After that, Preminger’s films were variable, but almost always Big News — expensive, starry, often controversial “events” debated by press and public. Sometimes they flopped with both, as in the case of “Saint Joan,” a windy version of George Bernard Shaw’s play that tapped a ton of ink from its nationwide search for an unknown to play the title role. Preminger finally selected cornfed Iowa teenager Jean Seberg, badgering her into a performance almost universally derided as too shallow and all-American for the demanding part. Stubbornly, the director then cast her as French novelist Francoise Sagan’s precocious, scheming young heroine in “Bonjour Tristesse,” which wasn’t much better liked at the time but today (both as film and as star turn) seems a fine drama.

Preminger liked to play at star-maker, though his protégés often fell flat. It speaks to his loyalty, however, that they (and anyone else who withstood his punishing on-set mood swings) were often given second or third chances in his movies long after their initial career “heat” had cooled. (On the other hand, numerous major-name actors — from Paul Newman to Dyan Cannon and Faye Dunaway — outright loathed working with the autocratic director.)

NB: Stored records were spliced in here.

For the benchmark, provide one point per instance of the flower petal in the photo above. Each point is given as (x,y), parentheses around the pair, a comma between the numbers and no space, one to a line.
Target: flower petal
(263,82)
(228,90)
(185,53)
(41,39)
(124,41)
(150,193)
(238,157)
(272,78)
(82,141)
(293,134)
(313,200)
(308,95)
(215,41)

The next few years were expansive ones, with Preminger making long (up to three hours), lavish pictures that were generally big box office, though they had their detractors. “Anatomy of a Murder” (1959) was a juicy courtroom melodrama hinging on (possibly fraudulent) rape accusations; “Exodus” (1960) a large-scale fictionalization of Israel’s founding. “Advise & Consent” (1962) provided an “explosive” expose of Capitol Hill wheeling and dealing, while “The Cardinal” (1963) did the same for the Vatican. (It also subjected future bestselling author and lead actor Tom Tryon to an even worse critical mauling than Jean Seberg had gotten). “In Harm’s Way” was a big war epic whose star John Wayne was too imposing for even Preminger to mess with — for once, he reportedly skipped the usual on-set screaming.

Then — like a lot of old-school directors groping their way into the Brave New World of the 1960s — Preminger began to slide. Actually, he plummeted — none of his movies would find favor again.

Some were among the most notorious duds of their day: 1967’s “Hurry Sundown” was a ludicrous pulse-taking of race relations involving such unlikely Southerners as Michael Caine and Jane Fonda. “Rosebud” (1975) was a deadly “thriller” with the extremely dissipated-looking Peter O’Toole as a journalist covering the kidnapping of five millionaires’ daughters (including then-unknowns Isabelle Huppert and Kim Cattrall) by Arab terrorists. That one was written by Erik Lee Preminger, the son Otto never knew he had (until the early ’60s) by former fling and famous stripper Gypsy Rose Lee — though it is significant that the film went out with no screenwriting credit at all.

In a category all its own was 1968’s “Skidoo,” a supposed counterculture comedy that managed to involve hippies, gangsters, Jackie Gleason on LSD, Carol Channing go-go dancing, and Groucho Marx as “God.” Jaws dropped around the globe at just how disastrously wrong this went — particularly thanks to Preminger’s leaden touch — and tellingly “Skidoo” has never been released to home video or DVD. But it’s so bizarro that it’s become an object of cult worship via pirated copies made from rare TV broadcasts. It must be seen to be believed — once.

By the time of 1979’s “The Human Factor,” another disappointment (despite Graham Greene source novel and Tom Stoppard screenplay), the question wasn’t “What happened to Preminger?” but “Why does he still bother?”

He didn’t, thereafter — he retired, dying of lung cancer and Alzheimer’s in 1986. He’d had three wives, countless mistresses (one of them the ill-fated Dorothy Dandridge), several children, a lot of hits, a few misses, and overall a very good run. He made some movies that have aged like fine wine, others that have aged like wine… when it goes undrinkably bad. Was he more showman than artist? A real bully or just a former actor pretending to be one? No doubt he’d be thrilled to know we still aren’t sure.